Face à la multiplication des cyberattaques, l’Algérie renforce sa souveraineté numérique. La sécurisation des systèmes d’information devient un enjeu stratégique pour protéger les données publiques, garantir la continuité des services essentiels et soutenir le développement de l’économie digitale.
Le 3 mars, l’Agence de sécurité des systèmes d’information du ministère de la Défense nationale a présenté la Stratégie nationale 2025‑2029 pour la sécurité des systèmes d’information, validée par le président Abdelmadjid Tebboune. Cette feuille de route définit les priorités de l’État pour répondre à l’escalade des cybermenaces et améliorer la résilience numérique du pays. La stratégie repose sur le renforcement des capacités techniques et humaines dans le secteur cyber, l’optimisation de la coordination interinstitutionnelle et la gestion centralisée des crises numériques, ainsi que la sensibilisation des administrations et des citoyens aux risques et bonnes pratiques. L’objectif est de protéger les infrastructures critiques, sécuriser les données étatiques sensibles et assurer la continuité des services publics dans un contexte de transformation digitale rapide.

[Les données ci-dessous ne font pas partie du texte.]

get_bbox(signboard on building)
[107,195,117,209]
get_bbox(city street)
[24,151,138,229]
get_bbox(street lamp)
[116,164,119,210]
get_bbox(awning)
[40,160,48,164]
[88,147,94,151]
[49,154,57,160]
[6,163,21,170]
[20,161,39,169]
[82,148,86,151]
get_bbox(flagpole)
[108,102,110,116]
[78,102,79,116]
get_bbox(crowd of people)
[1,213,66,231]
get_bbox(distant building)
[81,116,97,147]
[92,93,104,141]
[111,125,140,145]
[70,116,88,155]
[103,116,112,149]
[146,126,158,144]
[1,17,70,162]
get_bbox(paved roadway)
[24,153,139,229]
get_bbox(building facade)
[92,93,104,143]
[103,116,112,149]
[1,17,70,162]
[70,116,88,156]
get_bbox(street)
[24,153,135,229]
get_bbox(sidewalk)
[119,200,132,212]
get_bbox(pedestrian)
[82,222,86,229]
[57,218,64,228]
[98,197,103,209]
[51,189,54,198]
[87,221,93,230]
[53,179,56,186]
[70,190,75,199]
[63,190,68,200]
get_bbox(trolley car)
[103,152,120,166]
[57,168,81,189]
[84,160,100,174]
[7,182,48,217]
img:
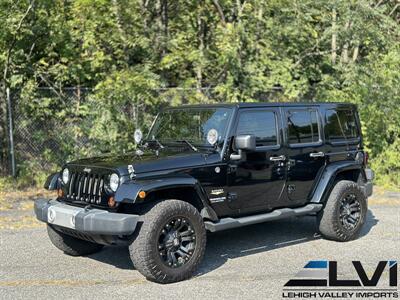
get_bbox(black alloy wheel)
[158,217,196,268]
[339,193,361,231]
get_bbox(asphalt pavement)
[0,197,400,299]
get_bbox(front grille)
[66,173,105,204]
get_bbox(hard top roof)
[167,102,356,109]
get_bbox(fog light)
[47,208,56,223]
[108,197,116,207]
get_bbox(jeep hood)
[67,149,206,175]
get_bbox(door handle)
[310,152,325,157]
[269,155,286,161]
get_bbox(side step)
[204,204,322,232]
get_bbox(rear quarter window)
[287,109,320,145]
[325,109,360,141]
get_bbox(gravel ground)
[0,194,400,299]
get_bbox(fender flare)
[310,161,362,203]
[44,172,61,191]
[114,175,218,221]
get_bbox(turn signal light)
[108,197,116,207]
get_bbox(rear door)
[284,106,325,206]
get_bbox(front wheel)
[318,180,368,242]
[129,200,206,283]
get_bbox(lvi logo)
[285,260,398,287]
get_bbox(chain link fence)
[0,87,222,176]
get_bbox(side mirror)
[235,134,256,151]
[230,134,256,160]
[133,129,143,144]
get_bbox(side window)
[287,110,320,145]
[236,111,278,147]
[325,109,359,141]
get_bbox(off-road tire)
[129,200,206,283]
[47,225,104,256]
[317,180,368,242]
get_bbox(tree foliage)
[0,0,400,186]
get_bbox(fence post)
[6,88,17,177]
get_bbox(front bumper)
[34,199,140,236]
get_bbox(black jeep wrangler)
[35,103,373,283]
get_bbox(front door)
[285,107,325,206]
[227,108,286,213]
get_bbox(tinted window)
[237,111,278,146]
[288,110,319,145]
[325,109,358,140]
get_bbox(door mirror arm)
[230,134,256,160]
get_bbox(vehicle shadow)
[88,210,379,276]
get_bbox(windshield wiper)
[176,140,199,152]
[147,138,165,149]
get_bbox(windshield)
[149,107,232,146]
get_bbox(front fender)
[115,175,206,203]
[310,161,362,203]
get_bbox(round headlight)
[110,173,119,192]
[62,168,69,184]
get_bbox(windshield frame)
[145,104,236,155]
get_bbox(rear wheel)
[318,180,368,242]
[129,200,206,283]
[47,225,104,256]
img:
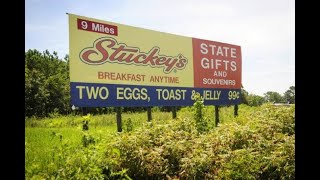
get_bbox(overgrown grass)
[25,104,295,179]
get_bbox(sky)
[25,0,295,96]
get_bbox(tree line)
[25,49,295,117]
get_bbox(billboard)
[68,14,241,107]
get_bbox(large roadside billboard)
[68,14,242,107]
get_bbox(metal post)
[116,107,122,132]
[147,107,152,122]
[214,106,219,127]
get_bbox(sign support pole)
[147,106,152,122]
[116,107,122,132]
[214,106,219,127]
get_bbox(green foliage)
[25,103,295,179]
[283,86,296,104]
[264,91,284,103]
[240,85,249,104]
[124,118,133,132]
[109,104,295,179]
[247,94,265,106]
[25,50,70,117]
[193,93,209,133]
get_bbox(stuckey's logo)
[79,37,188,73]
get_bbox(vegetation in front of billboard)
[26,104,295,179]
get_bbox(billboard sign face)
[69,14,241,107]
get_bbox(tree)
[283,86,296,104]
[25,50,70,116]
[247,94,265,106]
[264,91,283,103]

Une pression cyber en forte croissance
L’Algérie figure parmi les pays les plus exposés aux attaques numériques. En 2024, plus de 70 millions de cyberattaques ont ciblé le pays, selon le groupe Kaspersky. Plus de 13 millions de tentatives de phishing et près de 750 000 fichiers malveillants ont été neutralisés. Sur le plan institutionnel, le pays reste au stade « établissement » (T3) en matière de cybersécurité, selon le Global Cybersecurity Index 2024 de l’Union internationale des télécommunications, traduisant un engagement structuré mais encore en phase de consolidation.
Au-delà des enjeux sécuritaires, la cybersécurité a un impact direct sur l’économie. La cybercriminalité mondiale génère chaque année des pertes estimées à plusieurs milliers de milliards de dollars. Dans ce contexte, la stratégie 2025‑2029 vise à sécuriser l’expansion de l’économie numérique algérienne, protéger les investissements digitaux et restaurer la confiance des acteurs publics et privés dans l’environnement numérique national.